Jumat, 24 November 2017

I want to go now as far as i can

you know what im thinking now..

i want to go now as far as i can
i have a plan before to continue my study for master degree to US or country in europe, maybe this thing can be my strongest reason to live without any doubt from people,

OMG i love my mom, i wanna be with her..
my dad too,

but i feel its better if i live a way way far away from all of these things in my life...

i feel fucked up i swear...

i swore about that cheap person girl

LOL anyway
i swore so many times, that bitch wont be with me in the rest of my life.
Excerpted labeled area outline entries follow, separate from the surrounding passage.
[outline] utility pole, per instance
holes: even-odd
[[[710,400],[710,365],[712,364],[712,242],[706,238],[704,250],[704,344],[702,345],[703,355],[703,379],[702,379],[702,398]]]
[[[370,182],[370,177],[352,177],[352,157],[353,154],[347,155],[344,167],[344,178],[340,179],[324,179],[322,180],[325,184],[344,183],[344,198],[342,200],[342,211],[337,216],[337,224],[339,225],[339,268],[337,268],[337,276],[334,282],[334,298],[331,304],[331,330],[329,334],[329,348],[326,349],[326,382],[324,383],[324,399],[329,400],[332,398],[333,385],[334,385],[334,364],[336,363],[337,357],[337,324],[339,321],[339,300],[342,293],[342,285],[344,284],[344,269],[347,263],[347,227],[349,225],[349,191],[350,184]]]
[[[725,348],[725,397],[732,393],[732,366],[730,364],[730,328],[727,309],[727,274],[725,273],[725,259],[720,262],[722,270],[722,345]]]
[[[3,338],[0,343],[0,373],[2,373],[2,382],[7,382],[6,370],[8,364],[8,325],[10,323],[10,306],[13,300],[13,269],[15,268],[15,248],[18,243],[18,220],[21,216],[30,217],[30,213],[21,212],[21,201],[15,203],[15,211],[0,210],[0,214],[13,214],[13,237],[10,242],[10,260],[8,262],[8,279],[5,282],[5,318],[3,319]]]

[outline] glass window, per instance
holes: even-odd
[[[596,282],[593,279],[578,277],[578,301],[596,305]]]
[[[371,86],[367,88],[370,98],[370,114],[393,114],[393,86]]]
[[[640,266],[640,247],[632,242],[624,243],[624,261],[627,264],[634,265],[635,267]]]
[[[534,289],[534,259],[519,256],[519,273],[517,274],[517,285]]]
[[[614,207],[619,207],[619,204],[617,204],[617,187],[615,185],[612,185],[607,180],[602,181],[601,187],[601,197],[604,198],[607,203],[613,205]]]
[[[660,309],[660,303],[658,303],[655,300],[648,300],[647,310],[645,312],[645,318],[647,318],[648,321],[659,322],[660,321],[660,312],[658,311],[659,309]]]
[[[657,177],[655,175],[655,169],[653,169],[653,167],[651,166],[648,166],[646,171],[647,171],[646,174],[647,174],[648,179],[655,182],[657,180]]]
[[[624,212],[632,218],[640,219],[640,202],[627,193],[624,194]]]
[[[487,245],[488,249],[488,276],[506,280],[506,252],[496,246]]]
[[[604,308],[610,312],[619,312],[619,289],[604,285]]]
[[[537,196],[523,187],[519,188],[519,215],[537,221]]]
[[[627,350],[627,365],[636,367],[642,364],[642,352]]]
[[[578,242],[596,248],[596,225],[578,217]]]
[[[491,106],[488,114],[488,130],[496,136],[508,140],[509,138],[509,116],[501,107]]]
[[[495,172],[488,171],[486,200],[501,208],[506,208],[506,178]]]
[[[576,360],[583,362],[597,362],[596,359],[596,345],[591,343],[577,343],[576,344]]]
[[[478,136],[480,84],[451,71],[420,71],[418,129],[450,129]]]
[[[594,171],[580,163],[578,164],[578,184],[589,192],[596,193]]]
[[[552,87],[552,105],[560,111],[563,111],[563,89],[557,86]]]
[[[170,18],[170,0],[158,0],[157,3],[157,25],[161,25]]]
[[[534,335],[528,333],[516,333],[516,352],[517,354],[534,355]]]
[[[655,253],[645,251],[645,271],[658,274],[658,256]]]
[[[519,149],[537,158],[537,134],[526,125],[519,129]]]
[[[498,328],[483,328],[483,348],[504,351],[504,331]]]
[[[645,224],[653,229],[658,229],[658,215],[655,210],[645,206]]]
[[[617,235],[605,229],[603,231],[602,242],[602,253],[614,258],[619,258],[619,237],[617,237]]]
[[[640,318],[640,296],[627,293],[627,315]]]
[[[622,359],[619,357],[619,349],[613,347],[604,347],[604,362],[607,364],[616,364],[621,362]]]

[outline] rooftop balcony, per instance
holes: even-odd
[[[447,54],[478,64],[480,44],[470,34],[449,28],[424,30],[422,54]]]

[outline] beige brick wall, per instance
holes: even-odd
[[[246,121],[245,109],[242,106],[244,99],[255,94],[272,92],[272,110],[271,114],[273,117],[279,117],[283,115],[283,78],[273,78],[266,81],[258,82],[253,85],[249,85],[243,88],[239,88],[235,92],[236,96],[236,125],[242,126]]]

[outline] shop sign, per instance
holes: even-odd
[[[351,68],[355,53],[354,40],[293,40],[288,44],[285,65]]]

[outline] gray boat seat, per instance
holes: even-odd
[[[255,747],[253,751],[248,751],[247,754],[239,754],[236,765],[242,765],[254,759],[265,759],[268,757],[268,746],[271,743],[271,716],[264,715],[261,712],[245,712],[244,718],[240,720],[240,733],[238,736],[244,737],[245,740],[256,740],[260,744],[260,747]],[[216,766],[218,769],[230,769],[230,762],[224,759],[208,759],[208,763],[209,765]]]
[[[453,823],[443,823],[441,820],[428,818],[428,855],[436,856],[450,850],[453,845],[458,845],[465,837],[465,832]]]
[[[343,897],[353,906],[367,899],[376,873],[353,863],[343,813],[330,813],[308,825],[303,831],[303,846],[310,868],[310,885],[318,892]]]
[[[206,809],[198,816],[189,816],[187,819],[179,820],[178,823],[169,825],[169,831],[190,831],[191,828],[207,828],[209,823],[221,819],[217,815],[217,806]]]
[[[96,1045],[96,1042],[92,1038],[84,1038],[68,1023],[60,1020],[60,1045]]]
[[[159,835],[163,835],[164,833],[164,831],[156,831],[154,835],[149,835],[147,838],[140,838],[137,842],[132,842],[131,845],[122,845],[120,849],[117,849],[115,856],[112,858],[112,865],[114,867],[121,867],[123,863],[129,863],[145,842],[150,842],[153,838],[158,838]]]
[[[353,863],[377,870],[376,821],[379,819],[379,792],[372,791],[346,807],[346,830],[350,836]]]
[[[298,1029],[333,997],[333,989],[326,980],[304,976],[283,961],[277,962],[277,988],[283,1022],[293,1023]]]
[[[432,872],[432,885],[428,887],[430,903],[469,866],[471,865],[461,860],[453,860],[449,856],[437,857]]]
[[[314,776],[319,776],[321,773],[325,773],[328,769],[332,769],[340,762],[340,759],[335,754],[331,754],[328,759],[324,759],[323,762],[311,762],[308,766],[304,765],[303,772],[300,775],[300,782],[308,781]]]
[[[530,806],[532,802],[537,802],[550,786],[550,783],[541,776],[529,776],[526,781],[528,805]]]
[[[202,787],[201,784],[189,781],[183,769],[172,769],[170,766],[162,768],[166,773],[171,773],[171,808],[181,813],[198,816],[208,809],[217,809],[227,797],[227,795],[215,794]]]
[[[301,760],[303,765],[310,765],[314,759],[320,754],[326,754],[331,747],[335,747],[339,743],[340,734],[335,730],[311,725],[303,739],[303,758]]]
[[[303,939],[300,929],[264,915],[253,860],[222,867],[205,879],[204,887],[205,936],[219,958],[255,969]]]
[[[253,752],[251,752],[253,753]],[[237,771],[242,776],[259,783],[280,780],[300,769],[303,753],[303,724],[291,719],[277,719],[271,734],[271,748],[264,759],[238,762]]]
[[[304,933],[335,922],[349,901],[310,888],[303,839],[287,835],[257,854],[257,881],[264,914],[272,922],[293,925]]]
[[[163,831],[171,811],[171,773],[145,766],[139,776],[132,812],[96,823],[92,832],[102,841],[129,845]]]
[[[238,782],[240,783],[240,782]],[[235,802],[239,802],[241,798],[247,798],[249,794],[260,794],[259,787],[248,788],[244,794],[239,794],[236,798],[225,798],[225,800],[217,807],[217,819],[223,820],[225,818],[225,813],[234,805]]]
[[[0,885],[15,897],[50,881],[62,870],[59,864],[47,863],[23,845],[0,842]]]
i just playing with her now, no big deal, no plan, nothing for that bitch, i swear!

Cheap Person Girl

today i feel like its all enough..
i have nothing left in my heart to her. the one that i love the most before, the one that i felt that she's cute she's a kind person she's a good heart, she has a plain heart and character.
but damn she's a totally bitch!
i mean why she can be next to other boy in front of me like she want me jealous.

i dont know sometimes i believe it but sometimes i cant believe and sometimes she make my faith back.

sometimes i can say like what i say above sometime i can be happy with her..

 i doubt her virginity LOL i know i shouldnt write it but its my heart, its like i dont know who ill talk about this with.

this person is a bitchhhhhh!!!!!!!! fuckkkk!!!

oh no im depressed with this bitch..

i feel like i cant be listen to Jay Z song "i have 99 problems but a bitch aint one" no more

shes materialistic, gold digger maybe..

i think she just want my money at all..haha fuck it  i cant believe it.

i remember back the girl that i want the most, she is i dont know i forgot about her hahahhaha but i know her.

yoooo!!!! fuck !!
my life is fucked up!!!!!!

i will post her picture someday, shes a bitch!! cheap person girl, not loyal!